Fast forward to 2003. Winchell’s daughter, Jacque Johnson, came to Sun City, and a connection between the famous plane and the Huntley community was born. This coming Saturday, May 20, the 74th anniversary of the plane’s last combat flight on May 20, 1943, will be celebrated with a special event at the Sweet Repeats Resale Shop on Route 47 in Huntley. Jacque is a retired elementary and middle school teacher who moved to Sun City with her second husband, Chad, in 2014.

“He and I were married in our house shortly after we came to Sun City, she said. “It was a small family gathering.”

Adding to the plane’s mystique and notoriety was its name. The plane was named by the pilot, Capt. Robert Morgan, in honor of his wartime sweetheart, Margaret Polk, a native of Memphis. According to Wikipedia, Morgan originally intended to call the aircraft, Little One, his pet name for her, but after he saw a movie in which the leading character owned a riverboat named the Memphis Belle, he proposed that name. He obtained a pinup drawing from Esquire Magazine to go with the name. The nose art eventually included 25 bomb shapes, one for each mission, and eight swastika designs, one for each German aircraft claimed shot down by the crew.

“The plane is being completely restored at the National Museum of the Air Force at Dayton, Ohio,” Jacque said. “We took a lot of memorabilia there, and they took some of it. The rest I decided to bring to Cindy, however, at Sweet Repeats. She has picked up on this, and checked things out, and she really has showed a lot of interest in the plane and its history.

“Cindy has found someone who’s interested in acquiring some of it, and she’ll find some good place for the rest, I’m sure,” Jacque said.

The memorabilia includes clothing worn by her father on missions, copies of his diary, and many pictures taken of the plane and crew during and after the war.

Jacque also said the National Museum is developing a separate area for display of the Memphis Belle.

“That entire process is expected to be completed by next spring,” she said.

According to Wikipedia, however, the Memphis Belle almost was lost to postwar neglect and vandalism.

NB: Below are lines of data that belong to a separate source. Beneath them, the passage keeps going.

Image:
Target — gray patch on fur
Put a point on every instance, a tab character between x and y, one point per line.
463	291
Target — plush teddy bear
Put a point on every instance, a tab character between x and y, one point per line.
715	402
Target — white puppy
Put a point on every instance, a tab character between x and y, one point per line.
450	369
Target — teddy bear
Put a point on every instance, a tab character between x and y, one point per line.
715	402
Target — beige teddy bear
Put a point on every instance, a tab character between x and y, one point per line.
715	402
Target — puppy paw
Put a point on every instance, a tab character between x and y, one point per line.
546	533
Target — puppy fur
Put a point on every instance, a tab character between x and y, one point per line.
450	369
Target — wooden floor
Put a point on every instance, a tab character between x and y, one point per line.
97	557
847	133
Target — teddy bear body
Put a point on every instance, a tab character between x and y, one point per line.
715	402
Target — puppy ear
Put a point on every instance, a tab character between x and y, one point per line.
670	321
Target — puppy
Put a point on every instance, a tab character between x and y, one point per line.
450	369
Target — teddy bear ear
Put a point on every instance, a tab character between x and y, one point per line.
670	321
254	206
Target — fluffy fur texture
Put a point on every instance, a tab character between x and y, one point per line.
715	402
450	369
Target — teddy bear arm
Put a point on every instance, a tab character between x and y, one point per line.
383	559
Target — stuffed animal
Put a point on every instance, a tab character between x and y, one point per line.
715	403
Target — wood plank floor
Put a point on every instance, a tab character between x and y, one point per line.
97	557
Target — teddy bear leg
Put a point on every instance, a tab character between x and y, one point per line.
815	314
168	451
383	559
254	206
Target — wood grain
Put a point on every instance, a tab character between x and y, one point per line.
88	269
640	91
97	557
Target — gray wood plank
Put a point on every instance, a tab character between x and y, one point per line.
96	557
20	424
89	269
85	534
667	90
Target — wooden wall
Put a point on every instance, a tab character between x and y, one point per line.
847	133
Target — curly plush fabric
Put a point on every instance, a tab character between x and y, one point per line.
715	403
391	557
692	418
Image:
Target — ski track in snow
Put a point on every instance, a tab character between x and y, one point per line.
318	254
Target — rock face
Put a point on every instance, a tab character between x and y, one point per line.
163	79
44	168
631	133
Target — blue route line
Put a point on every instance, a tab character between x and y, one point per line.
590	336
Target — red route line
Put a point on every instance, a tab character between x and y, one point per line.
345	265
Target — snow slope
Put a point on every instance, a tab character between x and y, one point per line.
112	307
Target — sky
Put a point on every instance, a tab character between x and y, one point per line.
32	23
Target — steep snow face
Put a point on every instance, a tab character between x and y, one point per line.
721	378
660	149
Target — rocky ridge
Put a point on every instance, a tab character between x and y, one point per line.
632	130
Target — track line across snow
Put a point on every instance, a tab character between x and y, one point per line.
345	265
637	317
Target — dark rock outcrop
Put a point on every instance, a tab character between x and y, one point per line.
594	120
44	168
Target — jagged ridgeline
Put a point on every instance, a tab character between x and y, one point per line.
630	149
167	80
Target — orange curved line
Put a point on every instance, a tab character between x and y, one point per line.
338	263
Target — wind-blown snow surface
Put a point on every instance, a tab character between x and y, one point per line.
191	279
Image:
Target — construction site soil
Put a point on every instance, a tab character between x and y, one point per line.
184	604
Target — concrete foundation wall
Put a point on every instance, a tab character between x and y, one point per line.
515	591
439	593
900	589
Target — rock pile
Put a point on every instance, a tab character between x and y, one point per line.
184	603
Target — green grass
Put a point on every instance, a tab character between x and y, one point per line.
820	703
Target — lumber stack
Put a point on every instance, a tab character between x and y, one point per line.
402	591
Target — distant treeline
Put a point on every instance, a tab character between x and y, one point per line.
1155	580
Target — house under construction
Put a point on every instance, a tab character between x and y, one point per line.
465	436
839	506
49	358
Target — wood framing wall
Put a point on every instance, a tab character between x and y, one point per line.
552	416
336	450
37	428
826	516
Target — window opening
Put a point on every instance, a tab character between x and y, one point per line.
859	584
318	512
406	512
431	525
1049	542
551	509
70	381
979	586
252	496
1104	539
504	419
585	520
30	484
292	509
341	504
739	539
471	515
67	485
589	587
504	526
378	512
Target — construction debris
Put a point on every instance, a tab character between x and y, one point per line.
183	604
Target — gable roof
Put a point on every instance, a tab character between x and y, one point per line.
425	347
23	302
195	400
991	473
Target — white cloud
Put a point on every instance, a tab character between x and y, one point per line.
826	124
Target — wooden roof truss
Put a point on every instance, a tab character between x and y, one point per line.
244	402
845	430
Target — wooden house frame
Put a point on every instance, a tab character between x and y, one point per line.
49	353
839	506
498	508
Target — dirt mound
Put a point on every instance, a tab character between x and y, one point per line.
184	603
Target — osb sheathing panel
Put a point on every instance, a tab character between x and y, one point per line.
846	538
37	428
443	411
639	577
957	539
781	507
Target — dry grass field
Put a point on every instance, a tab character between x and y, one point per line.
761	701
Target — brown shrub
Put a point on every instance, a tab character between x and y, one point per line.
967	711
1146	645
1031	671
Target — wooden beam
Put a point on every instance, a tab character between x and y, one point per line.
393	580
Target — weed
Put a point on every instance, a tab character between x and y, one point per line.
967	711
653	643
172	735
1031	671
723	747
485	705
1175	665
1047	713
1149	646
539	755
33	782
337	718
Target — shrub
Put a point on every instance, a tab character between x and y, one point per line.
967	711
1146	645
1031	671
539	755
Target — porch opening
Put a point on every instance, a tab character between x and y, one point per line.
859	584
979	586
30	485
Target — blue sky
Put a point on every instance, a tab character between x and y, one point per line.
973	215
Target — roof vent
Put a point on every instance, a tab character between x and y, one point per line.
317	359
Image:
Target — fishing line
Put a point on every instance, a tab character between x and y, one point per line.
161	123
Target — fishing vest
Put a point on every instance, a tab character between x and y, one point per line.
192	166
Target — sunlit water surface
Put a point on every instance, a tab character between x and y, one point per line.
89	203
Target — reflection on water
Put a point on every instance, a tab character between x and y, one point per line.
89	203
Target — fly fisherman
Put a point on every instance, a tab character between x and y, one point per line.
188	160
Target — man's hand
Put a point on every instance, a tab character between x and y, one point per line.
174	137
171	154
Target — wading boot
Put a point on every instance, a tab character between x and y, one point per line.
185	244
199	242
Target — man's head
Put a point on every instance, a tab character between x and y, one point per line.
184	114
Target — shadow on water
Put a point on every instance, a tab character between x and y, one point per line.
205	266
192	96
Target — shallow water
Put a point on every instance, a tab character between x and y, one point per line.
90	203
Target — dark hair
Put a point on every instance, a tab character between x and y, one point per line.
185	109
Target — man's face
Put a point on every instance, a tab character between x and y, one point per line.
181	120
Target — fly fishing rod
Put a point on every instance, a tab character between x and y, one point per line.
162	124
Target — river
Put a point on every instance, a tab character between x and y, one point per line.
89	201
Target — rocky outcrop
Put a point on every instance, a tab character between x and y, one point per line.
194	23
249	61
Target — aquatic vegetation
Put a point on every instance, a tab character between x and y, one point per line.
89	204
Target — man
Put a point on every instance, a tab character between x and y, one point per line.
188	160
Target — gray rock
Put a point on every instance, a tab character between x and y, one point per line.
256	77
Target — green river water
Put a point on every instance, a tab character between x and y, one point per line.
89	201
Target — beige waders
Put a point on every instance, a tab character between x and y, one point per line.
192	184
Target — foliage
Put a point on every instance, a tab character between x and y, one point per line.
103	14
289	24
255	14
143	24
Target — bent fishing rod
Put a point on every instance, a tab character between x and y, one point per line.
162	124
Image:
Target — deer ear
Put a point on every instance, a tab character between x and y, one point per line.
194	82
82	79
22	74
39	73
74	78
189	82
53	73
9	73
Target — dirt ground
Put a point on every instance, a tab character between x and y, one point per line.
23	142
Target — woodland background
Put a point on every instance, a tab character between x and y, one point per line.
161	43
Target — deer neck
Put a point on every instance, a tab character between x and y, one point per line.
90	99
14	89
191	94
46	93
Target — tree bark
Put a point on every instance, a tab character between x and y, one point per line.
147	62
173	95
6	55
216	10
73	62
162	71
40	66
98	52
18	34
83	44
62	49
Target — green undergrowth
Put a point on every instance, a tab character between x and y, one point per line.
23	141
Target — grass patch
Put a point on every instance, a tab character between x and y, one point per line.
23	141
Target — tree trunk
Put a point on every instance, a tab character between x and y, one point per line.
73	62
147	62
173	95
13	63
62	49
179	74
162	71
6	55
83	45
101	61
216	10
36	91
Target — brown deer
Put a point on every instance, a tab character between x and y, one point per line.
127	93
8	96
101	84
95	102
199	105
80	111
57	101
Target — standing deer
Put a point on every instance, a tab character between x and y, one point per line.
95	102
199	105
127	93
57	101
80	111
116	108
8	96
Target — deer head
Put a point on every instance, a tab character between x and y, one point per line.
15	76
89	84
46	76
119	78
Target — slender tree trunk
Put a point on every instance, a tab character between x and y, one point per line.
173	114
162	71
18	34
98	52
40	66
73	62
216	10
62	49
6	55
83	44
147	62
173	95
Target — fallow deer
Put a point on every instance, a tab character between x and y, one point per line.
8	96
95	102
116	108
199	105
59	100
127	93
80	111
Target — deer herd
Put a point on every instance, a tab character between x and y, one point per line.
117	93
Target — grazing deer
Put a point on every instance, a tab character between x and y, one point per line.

Not long after the war, the plane was bought to Memphis and put on display in a public park. The City of Memphis bought the plane for $350 in 1946. But the plane sat outdoors at various locations in and around Memphis, slowly deteriorating from weather and vandalism. In September 2004, the National Museum took control of the aircraft and started a fund-raising campaign to restore it.

“Even though he kept his diary, my father rarely talked to me or my mom about the war,” Jacque said of her father. “He was always trying to help me out of problems and issues, and to make me feel better. We traveled a lot and my dad liked to attend military shows and events.”

Winchell was a staff sergeant when he was on the Belle, and by the end of the war he became a second lieutenant and finished out the war as an armament officer in the training command. After the war, he earned an engineering degree on the GI Bill at Northwestern University, and worked many years as an industrial salesman. Before retiring he worked as a travel and insurance agent. He died in 1994 at the age of 78.”

In a 1992 press interview, he said, “I never dreamed that we would be so honored. I was no damn hero. I was just a lucky son-of-a-gun.”

Today, the Memphis Belle has come home to the National Air Force Museum in Dayton, Ohio. But its memories and artifacts have found a home in Sun City and Huntley.